RandomForestClassifier(n_estimators=60, random_state=12345)

the second tuning model will be the random forest classifier and shows accuracy of 81%.

In [6]:
model = LogisticRegression(
    random_state=54321, solver="liblinear"
)
model.fit(features_train, target_train)
score_train = model.score(features_train, target_train)
score_valid = model.score(features_valid, target_valid)

print(
    "Accuracy of the logistic regression model on the training set:",
    score_train,
)
print(
    "Accuracy of the logistic regression model on the validation set:",
    score_valid,
)

Accuracy of the logistic regression model on the training set: 0.74149377593361
Accuracy of the logistic regression model on the validation set: 0.7661691542288557


the third is logistic regression model with an accuracy of 77%.

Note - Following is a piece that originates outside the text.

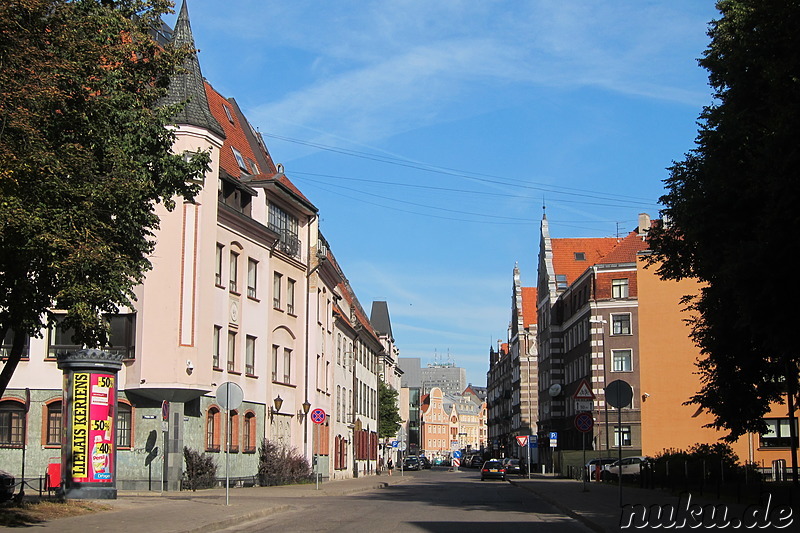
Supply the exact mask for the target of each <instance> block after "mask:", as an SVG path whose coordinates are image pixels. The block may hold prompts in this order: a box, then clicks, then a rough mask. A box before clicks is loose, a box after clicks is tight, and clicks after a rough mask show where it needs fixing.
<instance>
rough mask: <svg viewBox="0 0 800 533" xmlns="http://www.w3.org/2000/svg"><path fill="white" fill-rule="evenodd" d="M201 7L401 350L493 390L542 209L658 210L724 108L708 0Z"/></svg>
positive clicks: (626, 214)
mask: <svg viewBox="0 0 800 533" xmlns="http://www.w3.org/2000/svg"><path fill="white" fill-rule="evenodd" d="M188 2H189V3H188V7H189V15H190V19H191V23H192V30H193V32H194V37H195V41H196V42H195V44H196V46H197V48H198V49H200V55H199V57H200V63H201V67H202V69H203V74H204V75H205V77H206V78H207V79H208V80H209V81H210V82H211V84H212V85H213V86H214V87H215V88H216V89H217V90H218V91H219V92H221V93H222V94H223V95H225V96H227V97H233V98H235V99H236V101H237V102H238V103H239V105H240V107H241V108H242V110H243V111H244V113H245V114H246V115H247V117H248V118H249V119H250V121H251V122H252V124H253V126H254V127H256V128H257V129H258V130H259V131H260V132H261V133H262V134H263V135H264V138H265V141H266V142H267V146H268V147H269V150H270V152H271V154H272V156H273V159H274V160H275V161H276V162H278V163H282V164H283V165H284V167H285V171H286V174H287V175H288V176H289V177H290V178H291V179H292V180H293V181H294V182H295V183H296V184H297V185H298V187H300V189H301V190H302V191H303V192H304V193H305V194H306V195H307V196H308V197H309V198H310V199H311V201H312V202H313V203H314V204H315V205H316V206H317V207H318V208H319V210H320V215H321V229H322V232H323V234H324V235H325V236H326V238H327V239H328V240H329V241H330V243H331V248H332V250H333V252H334V254H335V255H336V257H337V260H338V261H339V263H340V264H341V265H342V268H343V269H344V271H345V274H346V276H347V277H348V279H349V280H350V283H351V284H352V286H353V288H354V290H355V291H356V294H357V296H358V298H359V300H360V301H361V303H362V305H363V306H364V307H365V308H366V309H367V311H369V309H370V307H371V302H372V301H373V300H386V301H387V302H388V305H389V312H390V314H391V318H392V325H393V330H394V336H395V339H396V342H397V344H398V346H399V348H400V350H401V356H402V357H420V358H422V360H423V364H425V363H428V362H433V361H434V357H435V356H437V355H438V356H439V357H440V358H442V359H445V358H447V357H448V355H449V357H450V358H451V359H452V360H453V361H454V362H455V363H456V364H457V365H458V366H463V367H465V368H466V369H467V378H468V380H469V381H471V382H473V383H475V384H480V385H485V381H486V371H487V369H488V351H489V347H490V346H492V345H493V344H494V343H496V341H497V340H498V339H502V340H505V339H506V336H507V328H508V324H509V320H510V317H511V297H512V293H511V290H512V271H513V268H514V265H515V264H519V267H520V269H521V276H522V283H523V285H526V286H534V285H535V284H536V268H537V254H538V243H539V239H538V235H539V221H540V220H541V217H542V207H543V205H546V212H547V218H548V220H549V222H550V228H551V233H552V235H553V237H607V236H613V235H616V234H617V233H618V232H621V233H622V234H625V233H626V232H628V231H630V230H631V229H633V228H634V227H635V226H636V220H637V216H638V214H639V213H641V212H646V213H649V214H650V215H651V216H653V217H654V218H655V217H656V216H657V214H658V204H657V200H658V197H659V196H661V195H662V194H663V179H664V178H665V177H666V176H667V171H666V170H665V169H666V167H668V166H669V165H670V164H671V162H672V161H673V160H679V159H681V158H682V157H683V154H684V153H686V152H687V151H688V150H690V149H691V148H692V147H693V144H694V138H695V136H696V130H697V125H696V121H697V117H698V115H699V113H700V111H701V109H702V107H703V106H704V105H708V104H709V103H710V102H711V91H710V89H709V87H708V84H707V73H706V71H704V70H702V69H701V68H700V67H699V66H698V65H697V58H699V57H700V56H701V54H702V52H703V50H704V49H705V48H706V46H707V44H708V37H707V35H706V31H707V27H708V26H707V25H708V22H709V21H710V20H712V19H713V18H715V17H716V16H717V15H718V14H717V12H716V10H715V9H714V3H713V2H711V1H708V0H706V1H700V0H615V1H613V2H608V1H606V2H599V1H577V0H576V1H573V0H560V1H539V0H529V1H499V0H498V1H493V0H481V1H466V0H464V1H458V0H452V1H450V0H438V1H433V2H432V1H430V0H398V1H391V0H384V1H371V0H358V1H350V0H340V1H322V0H317V1H308V0H291V1H288V0H286V1H272V0H229V1H227V2H219V0H188ZM178 7H180V3H178ZM167 21H168V22H169V23H170V24H171V23H173V22H174V17H172V18H170V19H168V20H167Z"/></svg>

Below is the model Random Forest with an estimator of 90 to show the high accuracy of train, validation, and test set.

In [7]:
model = RandomForestClassifier(n_estimators=80, random_state=12345)
model.fit(features_train, target_train)

print('Accuracy of the best model on the train set:', model.score(features_train, target_train))
print('Accuracy of the best model on the validation set:', model.score(features_valid, target_valid))
print('Accuracy of the best model on the test set:', model.score(features_test, target_test))

Accuracy of the best model on the train set: 1.0
Accuracy of the best model on the validation set: 0.7985074626865671
Accuracy of the best model on the test set: 0.7885572139303483


CONCLUSION:

The Random Forest has the highest accuracy of 81% which is passing the threshold of the recommended 75%.

The runner up is the Decision Tree at 80% accuracy which has also passed the threshold of the recommended 75%.

At third is the Logistic Regression at 76% which is just barely above the recommended threshold.